Et vraiment le niveau ultime c'est ce qu'on appelle soit le Vehicle-to-GRID ou Vehicle-to-home. C'est le véhicule qui peut rendre de l'électricité, soit au réseau, soit à la maison. Donc, par exemple, le consommateur se branche à 17h, il lui reste 60% de batterie. Le véhicule va donner de l'électricité soit au réseau, soit à sa maison pour aider à passer le pic de 19h ; la batterie va tomber par exemple à 50% ou 45% - doncil ne s'agit pas de la décharger complètement, ça va jouer sur quelques pourcents, mais ça va permettre de soulager en profondeur le réseau et après elle va se recharger pendant la nuit.

L'intérêt, ce serait que le consommateur paie son électricité moins cher. En fait, qu'il y ait un gain économique à à rendre ce service au réseau. Cela dit, si on veut que ce genre de service puisse émerger, il faut un que les bornes de recharge qui soient installées permettent ce genre de choses - or actuellement, on installe les bornes de recharge bêtes et méchantes qui ne font que du monodirectionnel. Et ensuite qu'on donne une incitation économique à avoir ce genre de système, donc soit qu'on laisse le l'électricité très cher parce que pas forcément une bonne chose pour d'autres raisons, soit qu'on donne une incitation économique à ce service de flexibilité. Mais en tout cas actuellement, ces services de flexibilité de vehicule to GRID sont inclus dans les scénarios de décarbonisation, mais ils ne vont pas émerger d'eux même par l'opération du Saint-Esprit.

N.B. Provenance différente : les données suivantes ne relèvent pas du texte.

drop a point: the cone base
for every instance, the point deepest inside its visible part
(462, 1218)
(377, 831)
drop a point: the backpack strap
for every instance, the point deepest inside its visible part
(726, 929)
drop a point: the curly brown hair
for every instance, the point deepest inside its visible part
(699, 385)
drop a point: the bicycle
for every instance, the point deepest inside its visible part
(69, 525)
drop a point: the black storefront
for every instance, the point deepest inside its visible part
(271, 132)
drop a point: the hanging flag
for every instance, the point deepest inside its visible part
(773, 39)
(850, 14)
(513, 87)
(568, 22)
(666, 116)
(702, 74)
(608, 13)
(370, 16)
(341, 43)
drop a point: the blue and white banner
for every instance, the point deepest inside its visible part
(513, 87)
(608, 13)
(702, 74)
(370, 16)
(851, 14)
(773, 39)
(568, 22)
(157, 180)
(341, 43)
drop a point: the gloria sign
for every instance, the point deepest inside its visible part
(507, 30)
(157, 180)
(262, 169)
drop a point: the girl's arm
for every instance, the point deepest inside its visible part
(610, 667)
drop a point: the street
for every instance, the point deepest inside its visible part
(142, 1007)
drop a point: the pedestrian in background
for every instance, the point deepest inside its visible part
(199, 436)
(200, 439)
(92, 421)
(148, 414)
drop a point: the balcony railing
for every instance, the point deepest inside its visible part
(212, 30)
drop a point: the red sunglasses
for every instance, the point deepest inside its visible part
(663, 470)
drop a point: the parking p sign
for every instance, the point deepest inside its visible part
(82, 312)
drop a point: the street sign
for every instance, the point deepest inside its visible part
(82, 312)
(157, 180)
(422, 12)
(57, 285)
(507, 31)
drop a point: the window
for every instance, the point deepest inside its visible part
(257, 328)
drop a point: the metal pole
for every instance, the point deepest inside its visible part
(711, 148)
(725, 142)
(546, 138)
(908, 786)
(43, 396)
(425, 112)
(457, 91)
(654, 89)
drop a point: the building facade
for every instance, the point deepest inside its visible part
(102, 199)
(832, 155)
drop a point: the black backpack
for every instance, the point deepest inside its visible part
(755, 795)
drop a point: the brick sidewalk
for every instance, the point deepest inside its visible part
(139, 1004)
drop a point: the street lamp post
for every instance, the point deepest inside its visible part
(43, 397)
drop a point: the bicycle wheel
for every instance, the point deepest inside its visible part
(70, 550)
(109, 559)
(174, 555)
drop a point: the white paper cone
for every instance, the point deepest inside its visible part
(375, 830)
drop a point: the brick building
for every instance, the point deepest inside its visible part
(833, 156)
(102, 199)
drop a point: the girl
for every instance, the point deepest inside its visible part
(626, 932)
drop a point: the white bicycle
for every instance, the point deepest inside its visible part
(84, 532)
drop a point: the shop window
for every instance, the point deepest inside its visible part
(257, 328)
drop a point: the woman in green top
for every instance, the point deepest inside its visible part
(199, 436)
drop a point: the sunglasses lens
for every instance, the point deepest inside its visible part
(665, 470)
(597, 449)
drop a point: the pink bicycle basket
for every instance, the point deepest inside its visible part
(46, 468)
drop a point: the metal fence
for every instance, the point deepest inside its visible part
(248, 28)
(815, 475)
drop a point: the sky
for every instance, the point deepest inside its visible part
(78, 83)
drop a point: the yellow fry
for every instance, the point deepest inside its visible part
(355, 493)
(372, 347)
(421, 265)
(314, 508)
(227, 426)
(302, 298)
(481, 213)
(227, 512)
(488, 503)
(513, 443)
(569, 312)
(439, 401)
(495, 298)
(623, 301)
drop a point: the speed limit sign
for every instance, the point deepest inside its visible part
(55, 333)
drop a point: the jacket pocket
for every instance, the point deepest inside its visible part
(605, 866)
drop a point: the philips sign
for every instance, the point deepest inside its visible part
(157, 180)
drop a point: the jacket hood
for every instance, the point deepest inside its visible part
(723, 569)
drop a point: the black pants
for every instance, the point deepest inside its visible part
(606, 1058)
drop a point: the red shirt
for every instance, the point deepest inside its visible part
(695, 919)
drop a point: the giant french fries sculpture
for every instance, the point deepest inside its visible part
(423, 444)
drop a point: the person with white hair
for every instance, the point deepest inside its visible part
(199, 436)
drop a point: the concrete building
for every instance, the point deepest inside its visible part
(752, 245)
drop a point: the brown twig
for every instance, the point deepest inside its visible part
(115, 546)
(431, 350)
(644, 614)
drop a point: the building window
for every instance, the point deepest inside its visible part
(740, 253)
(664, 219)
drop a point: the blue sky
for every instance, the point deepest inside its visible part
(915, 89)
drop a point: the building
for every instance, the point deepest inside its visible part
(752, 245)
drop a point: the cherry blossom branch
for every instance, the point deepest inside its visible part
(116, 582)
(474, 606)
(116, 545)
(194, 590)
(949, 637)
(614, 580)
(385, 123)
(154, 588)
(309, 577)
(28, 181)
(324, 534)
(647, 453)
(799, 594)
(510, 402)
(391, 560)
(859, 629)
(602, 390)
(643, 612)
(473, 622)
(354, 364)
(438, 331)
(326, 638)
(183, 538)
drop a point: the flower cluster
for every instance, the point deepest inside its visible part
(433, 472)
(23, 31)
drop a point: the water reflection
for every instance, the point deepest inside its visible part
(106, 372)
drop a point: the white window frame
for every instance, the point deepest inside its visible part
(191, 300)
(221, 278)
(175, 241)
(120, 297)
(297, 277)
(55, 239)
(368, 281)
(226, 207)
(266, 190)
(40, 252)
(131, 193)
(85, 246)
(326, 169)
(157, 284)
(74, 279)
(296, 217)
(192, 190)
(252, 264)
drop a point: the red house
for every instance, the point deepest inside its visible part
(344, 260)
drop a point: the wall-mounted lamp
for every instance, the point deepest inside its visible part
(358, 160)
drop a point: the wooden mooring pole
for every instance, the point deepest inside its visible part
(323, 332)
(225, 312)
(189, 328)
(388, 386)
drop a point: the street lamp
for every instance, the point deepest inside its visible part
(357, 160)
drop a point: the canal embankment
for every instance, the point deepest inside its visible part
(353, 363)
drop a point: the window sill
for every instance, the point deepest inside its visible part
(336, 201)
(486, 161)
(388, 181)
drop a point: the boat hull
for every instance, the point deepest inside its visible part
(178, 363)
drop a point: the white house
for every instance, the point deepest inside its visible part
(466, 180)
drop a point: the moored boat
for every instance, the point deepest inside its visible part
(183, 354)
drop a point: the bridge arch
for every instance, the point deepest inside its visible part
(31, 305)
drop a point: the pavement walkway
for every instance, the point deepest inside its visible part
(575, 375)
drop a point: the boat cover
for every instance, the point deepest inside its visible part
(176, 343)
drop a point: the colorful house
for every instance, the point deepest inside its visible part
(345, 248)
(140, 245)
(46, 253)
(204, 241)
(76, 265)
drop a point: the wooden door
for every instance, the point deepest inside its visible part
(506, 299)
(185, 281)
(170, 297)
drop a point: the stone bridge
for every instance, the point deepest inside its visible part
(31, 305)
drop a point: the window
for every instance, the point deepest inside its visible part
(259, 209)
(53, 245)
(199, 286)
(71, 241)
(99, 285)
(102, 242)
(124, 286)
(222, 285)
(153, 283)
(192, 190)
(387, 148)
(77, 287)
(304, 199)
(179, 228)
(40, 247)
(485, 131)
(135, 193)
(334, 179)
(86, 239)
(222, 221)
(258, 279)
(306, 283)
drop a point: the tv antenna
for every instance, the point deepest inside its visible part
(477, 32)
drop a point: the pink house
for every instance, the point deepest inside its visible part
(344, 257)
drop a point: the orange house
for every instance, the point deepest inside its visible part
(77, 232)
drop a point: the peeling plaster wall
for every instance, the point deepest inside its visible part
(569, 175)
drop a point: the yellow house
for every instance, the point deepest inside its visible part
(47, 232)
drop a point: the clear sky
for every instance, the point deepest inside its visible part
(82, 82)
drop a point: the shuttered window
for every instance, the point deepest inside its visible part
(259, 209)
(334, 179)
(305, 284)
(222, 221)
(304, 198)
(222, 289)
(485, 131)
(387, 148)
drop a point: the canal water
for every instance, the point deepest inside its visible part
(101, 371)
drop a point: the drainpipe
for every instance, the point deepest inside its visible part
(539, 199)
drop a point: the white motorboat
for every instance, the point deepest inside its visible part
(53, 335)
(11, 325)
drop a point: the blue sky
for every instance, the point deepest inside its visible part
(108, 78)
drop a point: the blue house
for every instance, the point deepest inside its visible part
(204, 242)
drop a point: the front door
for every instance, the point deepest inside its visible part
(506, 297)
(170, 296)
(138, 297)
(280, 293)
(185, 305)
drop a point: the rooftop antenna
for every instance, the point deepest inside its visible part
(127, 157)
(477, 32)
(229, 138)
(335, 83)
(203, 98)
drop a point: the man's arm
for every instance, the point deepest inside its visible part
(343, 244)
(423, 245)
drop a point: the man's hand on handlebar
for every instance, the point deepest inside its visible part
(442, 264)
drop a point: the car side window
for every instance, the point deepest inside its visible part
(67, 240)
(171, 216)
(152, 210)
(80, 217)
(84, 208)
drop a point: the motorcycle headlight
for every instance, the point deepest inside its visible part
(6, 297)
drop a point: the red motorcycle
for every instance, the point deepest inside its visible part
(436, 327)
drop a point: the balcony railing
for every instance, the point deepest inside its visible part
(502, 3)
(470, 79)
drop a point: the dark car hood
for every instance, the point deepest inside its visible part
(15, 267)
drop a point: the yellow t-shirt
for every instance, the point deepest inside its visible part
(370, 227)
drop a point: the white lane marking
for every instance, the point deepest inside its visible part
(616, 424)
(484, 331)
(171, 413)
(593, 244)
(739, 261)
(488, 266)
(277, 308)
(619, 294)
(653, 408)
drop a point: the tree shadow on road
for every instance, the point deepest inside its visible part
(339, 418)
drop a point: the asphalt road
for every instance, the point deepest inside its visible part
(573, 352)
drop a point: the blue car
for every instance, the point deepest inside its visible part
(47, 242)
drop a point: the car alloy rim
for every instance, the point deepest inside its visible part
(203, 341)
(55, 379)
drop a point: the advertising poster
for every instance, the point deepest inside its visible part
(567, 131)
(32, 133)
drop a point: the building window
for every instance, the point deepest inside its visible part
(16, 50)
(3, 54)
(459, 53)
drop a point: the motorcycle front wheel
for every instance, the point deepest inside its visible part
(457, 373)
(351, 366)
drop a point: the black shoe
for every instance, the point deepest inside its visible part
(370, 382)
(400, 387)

Donc si on veut qu'ils émergent, il va falloir le faire. Et si on attend de voir ce qui se passe en 2045, il sera trop tard parce que on aura équipé toute l'Europe avec des bornes de recharge bêtes et méchantes, mono-directionnelles. Donc ça, ce sont des choses qu'il faut anticiper.

(M) : Typiquement, selon toi, quel acteur devrait ou aurait tout intérêt à s'emparer de de ces bornes ?

(MC) : Alors, il y a plein d'acteurs qui ont des intérêts à s'en emparer : les constructeurs automobiles. En fait, les constructeurs automobiles vont perdre de la valeur avec l'électrification de la mobilité parce qu'une voiture électrique, c'est très simple. En fait, il y a peu de pièces mobiles, il y a peu d'usure - contrairement à un moteur, il y a peu d'encrassement, et donc il y a peu d'entretien. Donc les constructeurs auront peu de services après-vente à fournir, de pièces à fournir. L'essentiel de la valeur, c'est la batterie, et la batterie ce ne sont pas les constructeurs qui la fabriquent souvent. Donc un relais d'activités pour eux, ça va être de gérer les données associées à la batterie pour notamment rendre ces services réseaux.

Donc les constructeurs ont un intérêt à développer ce genre de service. Les gestionnaires de réseaux, type RTE et cetera ont un intérêt évident parce que eux, ça va leur permettre de stabiliser le réseau.

Le consommateur, il peut avoir un intérêt mais qui pour l'instant n'est pas évident, ça va dépendre de la façon dont on gère le truc pour qu'il ait un intérêt économique à le faire. Mais par contre là il va falloir que les pouvoirs publics se saisissent du sujet pour justement assurer un, la faisabilité technique du truc, donc notamment avec des normes sur les bornes pour que les bornes puissent permettre ça et deux, en assurant une valeur au service de flexibilité pour qu'il y ait un intérêt à. À faire ce genre de choses.

(M) : Ok donc effectivement on sent que pour assurer notre production énergétique dans quelques années c'est pas simplement l'histoire d'un changement d'énergie, ça recoupe énormément de changements d'usage à toutes les échelles. Et finalement, ça implique tous les acteurs et dans ce que tu dis : en fait, plusieurs acteurs peuvent y avoir aussi un intérêt économique, donc ça peut être aussi effectivement une source de motivation pour bouger dès maintenant sur des sujets essentiels pour la transition.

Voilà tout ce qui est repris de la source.